Solar Frontier, the vertically integrated thin-film PV manufacturer and project developer headquartered in Japan, has opened an office in London aimed at steering its activities in the currently-buoyant UK market.

Through its subsidiary, Solar Frontier Europe, the company aims to address the residential, commercial rooftop and utility-scale sectors of Britain’s PV industry. According to Solar Intelligence, the market analysis and tracking service launched by Solar Power Portal's publisher Solar Media, the UK installed over 2.5GW of ground mount PV in the first quarter of this year alone.

The company has already been involved with some UK projects since 2012, including collaborating with Belectric on a 16.5MW utility-scale project in 2014. More recently, a partnership with New Energy for the World (NEW), a German developer, led to Solar Frontier acquiring around 100MW of projects across 20 sites, each of up to 5MW generation capacity.

While the UK PV industry’s success has meant support for large-scale solar projects of over 5MW has all but ended, projects of up to 5MW can still get government support, meaning the mid-sized projects are springing up around Britain. Prior to the support for larger projects being cut in March this year, Solar Frontier also completed a 7.15MW UK solar farm with New Energy for the World.

In an interview at Intersolar Europe last month, Atsuhiko Hirano, CEO of the Japan-based parent company said that Solar Frontier truly wanted to “go global” and had been on this course for just over a year.

“We said one of the keys to a global strategy is to go downstream, in all market segments starting from residential to commercial rooftop and also to the utility sector.”

In the US, the company has acquired a significant project pipeline through the acquisition of developer Gestamp Solar. Hirano said that once Gestamp’s pipeline was bought, Solar Frontier became increasingly interested in also developing the projects too and carried over this strategy to its UK deal with New Energy for the World.

“In the European sector too we’d been looking for an opportunity for project development and we were happy to come across NEW, which had a very good, attractive pipeline of projects in the UK,” Hirano said.

At a recent visit to a PV industry event in Tokyo, one industry source told Solar Power Portal that he expected Japan’s PV industry players, which have gained a great deal of experience of project construction and development since the FiT was introduced in 2012, to want to use that experience in other markets. Hirano said that while it was true Japanese companies had gained many megawatts of project-related experience since July 2012 and might want to take that to other markets, for Solar Frontier the biggest lesson learned was the importance of integrating into new markets through appropriate partnerships and team-building.

“We are not simply bringing in the team that we developed in Japan as the winning team to do project development in the UK or in the US. Our Partnership with NEW has led us to form a new consortium which is the best fit for the UK. We are now bringing in investors, who will be our exit partners on projects.
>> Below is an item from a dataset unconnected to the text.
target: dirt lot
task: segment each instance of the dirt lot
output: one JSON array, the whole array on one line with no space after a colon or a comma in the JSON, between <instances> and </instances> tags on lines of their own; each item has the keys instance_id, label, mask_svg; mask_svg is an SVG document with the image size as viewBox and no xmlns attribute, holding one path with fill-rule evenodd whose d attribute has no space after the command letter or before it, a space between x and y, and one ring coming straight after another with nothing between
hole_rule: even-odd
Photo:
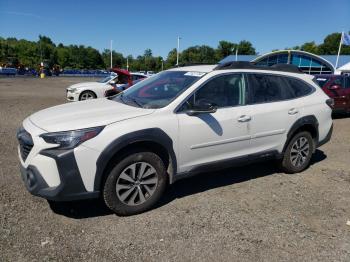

We are forming consortia with EPCs, banking institutions,” Hirano said.

“We have our EPC partners to do projects in the UK. Similarly in the US, the strength brought in by the deal was of course the pipeline itself but also the team from Gestamp America, joined us to do the execution but also project development.

“We have a good team in Japan but the knowledge we gained through that is that it’s having a strong team is what’s most important.”

Simplicity key to unlocking “huge potential” of commercial rooftops

The company will also sell residential ‘bundled’ kits that include everything from solar array to power electronics, monitoring and also energy storage batteries in some markets. PV kits providing an entire household system from one provider are fairly common in Japan’s domestic solar market.

“In Japan, we already sell the system solution [kit] but in Europe it will be aimed at the post-FiT market, whereas in Japan the system is sold into the FiT market,” Hirano said, explaining that the simplicity of the value proposition was one of the main selling points of PV kits.

Hirano also told Solar Power Portal that similarly easy-to-understand value propositions for end customers might be key to unlocking the “huge potential” Solar Frontier saw in the commercial rooftop sector in the UK. In 2014, Greg Barker, the UK politician who at the time was in charge of the Department for Energy and Climate Change (DECC) had promised to put “rocket boosters” under the commercial rooftop sector, but this expected proliferation of businesses hosting PV on their roofs has not yet materialised.

Solar Frontier until recently offered a commercial offering that “was mainly targeted for commercial rooftops with the idea that we would be tailor-making systems by understanding the energy consumption of each commercial rooftop user and making a comprehensive solution,” Hirano said.

“But it became quite difficult to really give a clear-cut solution and it often became too complicated for those commercial rooftop owners to make a judgement. We came up with a much simpler offer for the commercial rooftops.”

Solar Frontier now offers commercial rooftop bundles in 33kW or 22kW combinations.

“For the commercial rooftop owner, they only have to provide the size of the roof and then it’s just a question of matching how many 33kW or 22kW sets they want to match their energy consumption.

“It’s a much simpler offer that we make and we hope that by making it simple there’s huge potential we can open up in commercial rooftops.”  

Finally, specific to the new territory, Hirano also said that he believed thin-film solar could be well suited for the UK, which often has low light conditions and relatively low solar irradiance levels.